We're on the back end of our first year of home-schooling, and you may be wondering how it's going. Well, join the club, because so are we!
Kidding aside, some aspects are going wonderfully, there are other things we know we can improve, and, because that parental second-guessing doesn't go anywhere when we put our teaching hats on, there are also areas where we have no idea how we're doing. All we can do is try.
In September, when we were hunting for a learning group to augment our individual studies, Abby Barras, the director of Cartwheels & Coffee in Carytown, suggested the Athenian Academy. It offers enrichment classes for home-schoolers on a class-by-class basis. We've maintained a steady schedule of four classes a week — history, art, literature and a basic kindergarten-skills class — and it's been a fantastic way to make sure The Boy has some interactive learning time with other kids. He can even bring a lunch and stay after class for socializing.
Speaking of Cartwheels & Coffee, that's been another important card in our home-schooling deck. Home-school recess can be a lonely time. Local playgrounds are all but abandoned on weekdays, except for babies, and what 5-year-old wants to hobnob with babies? Fortunately, there are always other home-schoolers hanging out at Cartwheels & Coffee, and the regulars — The Boy included — play well together and have developed a rapport.
Sometimes it's not other kids he's craving. Sometimes it's just anybody but us. I'm not offended; if I had to be around me 24 hours a day, I'd get sick of me, too. When that's the issue, a trip to the grandparents' house is just what The Boy ordered. One of the great things about home-schooling is that weekdays aren't a constant blur of trying to get everything done around that big block of school time — if Baboo wants to have The Boy over on a Thursday afternoon, that can be arranged.
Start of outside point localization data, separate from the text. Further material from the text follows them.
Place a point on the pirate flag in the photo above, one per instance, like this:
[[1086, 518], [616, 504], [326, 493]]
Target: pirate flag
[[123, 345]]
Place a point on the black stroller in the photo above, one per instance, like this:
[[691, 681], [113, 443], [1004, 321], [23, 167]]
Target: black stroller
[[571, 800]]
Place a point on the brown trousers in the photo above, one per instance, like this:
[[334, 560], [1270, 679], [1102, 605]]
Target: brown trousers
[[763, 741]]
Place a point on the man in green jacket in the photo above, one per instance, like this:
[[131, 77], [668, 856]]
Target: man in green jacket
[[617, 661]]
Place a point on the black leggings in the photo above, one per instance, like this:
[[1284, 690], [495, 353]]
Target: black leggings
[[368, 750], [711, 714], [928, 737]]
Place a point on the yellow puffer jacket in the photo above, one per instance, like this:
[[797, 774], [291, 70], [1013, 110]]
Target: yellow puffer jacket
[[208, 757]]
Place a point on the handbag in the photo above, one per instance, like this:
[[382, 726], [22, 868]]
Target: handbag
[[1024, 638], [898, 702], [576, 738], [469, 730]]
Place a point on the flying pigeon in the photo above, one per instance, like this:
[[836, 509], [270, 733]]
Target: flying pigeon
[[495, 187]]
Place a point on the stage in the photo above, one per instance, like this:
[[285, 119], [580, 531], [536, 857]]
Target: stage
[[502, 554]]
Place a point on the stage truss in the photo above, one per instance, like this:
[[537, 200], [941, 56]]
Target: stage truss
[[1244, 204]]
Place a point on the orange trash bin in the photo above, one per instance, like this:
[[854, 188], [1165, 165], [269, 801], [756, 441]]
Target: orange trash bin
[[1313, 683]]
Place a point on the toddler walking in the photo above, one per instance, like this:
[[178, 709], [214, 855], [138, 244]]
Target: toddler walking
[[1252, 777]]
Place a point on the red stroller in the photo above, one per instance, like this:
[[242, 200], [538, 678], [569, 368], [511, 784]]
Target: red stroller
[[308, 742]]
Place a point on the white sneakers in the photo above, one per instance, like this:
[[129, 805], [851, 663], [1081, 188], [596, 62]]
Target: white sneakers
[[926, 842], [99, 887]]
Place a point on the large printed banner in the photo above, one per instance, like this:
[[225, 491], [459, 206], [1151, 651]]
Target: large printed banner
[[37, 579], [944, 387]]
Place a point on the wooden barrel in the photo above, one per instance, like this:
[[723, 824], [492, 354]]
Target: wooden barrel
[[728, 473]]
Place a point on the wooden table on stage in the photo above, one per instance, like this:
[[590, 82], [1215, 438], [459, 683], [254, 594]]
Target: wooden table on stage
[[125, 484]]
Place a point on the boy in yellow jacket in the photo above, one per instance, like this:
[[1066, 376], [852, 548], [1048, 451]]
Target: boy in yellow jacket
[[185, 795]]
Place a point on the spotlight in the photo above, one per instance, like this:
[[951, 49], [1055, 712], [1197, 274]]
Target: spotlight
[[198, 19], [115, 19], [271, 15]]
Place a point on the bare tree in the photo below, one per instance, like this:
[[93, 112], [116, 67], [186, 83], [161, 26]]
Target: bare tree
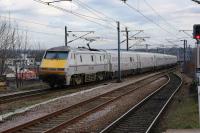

I know all of you hardliners are out there slapping your rulers on your palms. "Nothing but socializing! Tsk tsk! You haven't even mentioned the academics!" What of it? Part of what drove our decision to home-school was feeling that kindergarten shouldn't be a time to memorize and do drills. Yes, we practice reading and writing. Yes, The Boy has learned simple addition and subtraction. Do we have a set curriculum and a scheduled time every day during which we work on each subject? Not hardly. For the reading, we do have workbooks, but the worksheets Tad makes about monsters and robots are more popular. We're not pushing the writing yet, but whenever The Boy has an important memo for us, we help him write it down. We aren't pushing math yet, either, but he's developed some impressive skills from playing his Jump Start computer game. Games? Instead of tests? Say it ain't so!
Listen. Back during my classroom-teaching days, the clinical director of the juvenile facility where I taught once complained that she stopped by my classroom and found a student on the computer writing a personal letter during school time. Never mind that he couldn't write a sentence six months prior when he was admitted. There is a method to my madness.
That said, does it still feel like madness? Some days, yes. Do I feel like we're doing a perfect job as home-schoolers? Not by a long shot. Of the options available to us, do I think we made the right choice? Absolutely. There's definitely room for improvement, and we're improving all the time. And that, ultimately, is what learning is all about.